Стихи его в это время приобрели особую «ядовитость», о которой много писали. Тот же Адамович объяснял эту «ядовитость» смешением в поэзии Ходасевича светоносной пушкинской формы и «тёмной сущности» лирического героя. В этом есть доля правды. В его зрелых стихах действительно очень много тихого отчаяния, оттенённого жестокой иронией, тут можно цитировать бесконечно. «Уродики, уродища, уроды/ Весь день озёрные мутили воды…» Или: «Мальчик ладит хвост мочальный,/ И коня ведут назад:/ Восстаёт мой тихий ад/ В стройности первоначальной». Ещё: «Колышется его просторный/ Пиджак – и, подавляя стон,/ Под европейской ночью чёрной/ Заламывает руки он». Ещё: «Счастлив, кто падает вниз головой:/ Мир для него хоть на миг – а иной» (о самоубийце, летящем вниз с высокого этажа). Ещё: «Должно быть, жизнь и хороша,/ Да что поймёшь ты в ней, спеша/ Между купелию и моргом,/ Когда мытарится душа/ То отвращеньем, то восторгом?» Ещё: «Да, меня не пантера прыжками/ На парижский чердак загнала./ И Виргилия нет за плечами,/ – Только есть одиночество – в раме/ Говорящего правду стекла».
И – логически финальный аккорд как проекция будущего молчания: «А под конец узнай, как чудно/ Всё вдруг по-новому понять,/ Как упоительно и трудно,/ Привыкши к слову, – замолчать».
Оно и последовало в 1930‑е годы – поэтическое молчание. В 1939 году Ходасевич умер.

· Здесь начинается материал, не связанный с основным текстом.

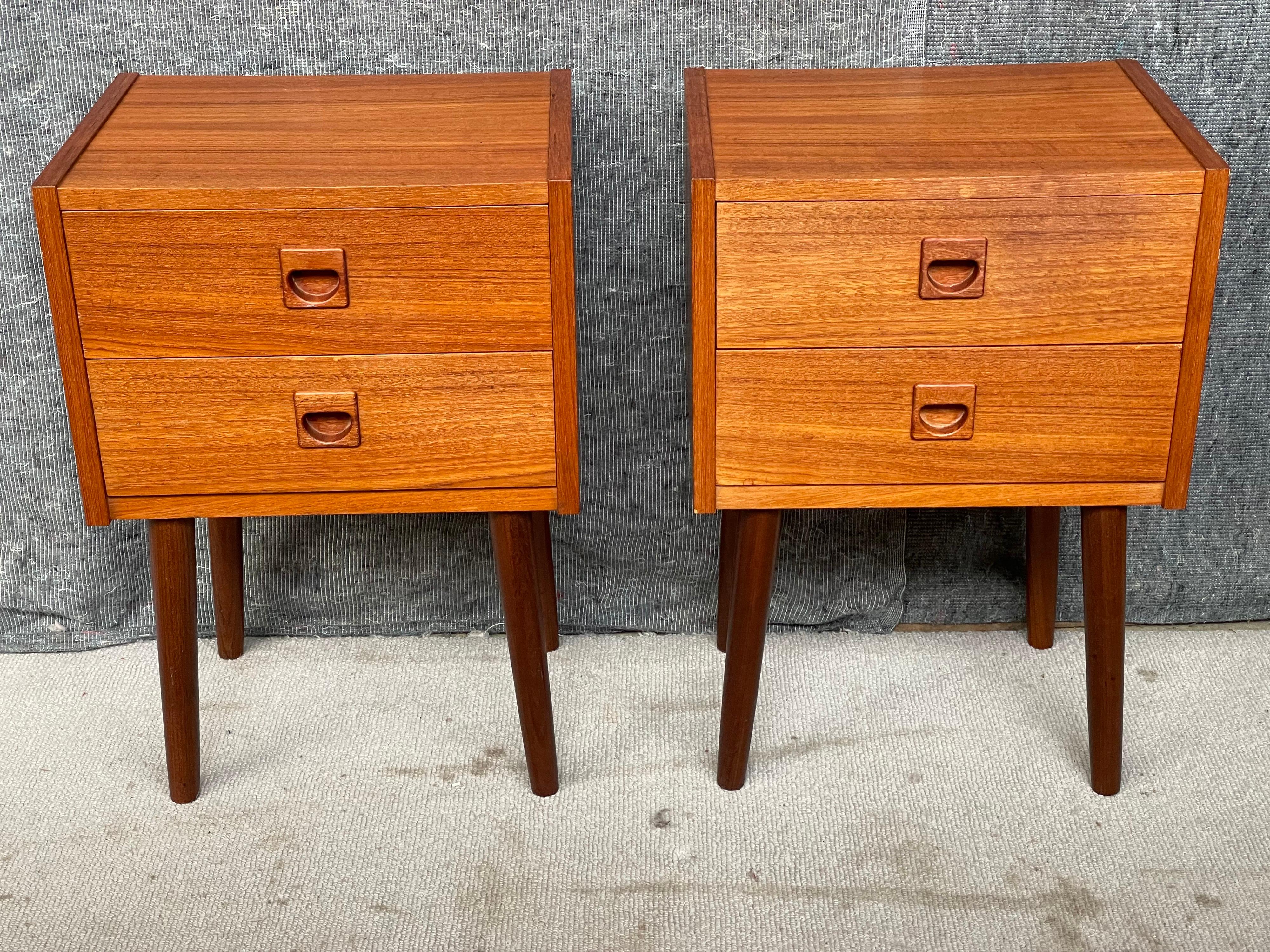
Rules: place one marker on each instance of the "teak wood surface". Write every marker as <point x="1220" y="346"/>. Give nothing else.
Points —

В последний путь его провожала четвёртая жена, Ольга Марголина, которой чуть позже было суждено погибнуть в фашистском концлагере.
Парадоксально же вот что – когда сейчас перечитываешь стихотворения Ходасевича, с упомянутыми «ядовитостью» и «вкусом пепла» происходит что-то странное: они как бы меняют свой состав; сама горечь теряет свойства горечи, очевидным образом «просветляясь», и отчаяние перестаёт быть отчаянием в чистом виде, превращаясь в отчаяние (а вдруг не получится?) на пороге прекрасного полёта.
Весной 1921 года Ходасевич написал четыре строчки, спустя несколько месяцев дополнив их ещё тремя (несколько снижающими пафос начала, потому что пафос, тут улыбнёмся, стихам противопоказан). Получилось стихотворение, похожее на творческое самозадание: «Перешагни, перескочи,/ Перелети, пере- что хочешь – / Но вырвись: камнем из пращи,/ Звездой, сорвавшейся в ночи…/ Сам затерял – теперь ищи…/ Бог знает, что себе бормочешь,/ Ища пенсне или ключи». И это про него самого, про Ходасевича: он перешагнул, перелетел, вырвался… То есть сбылся.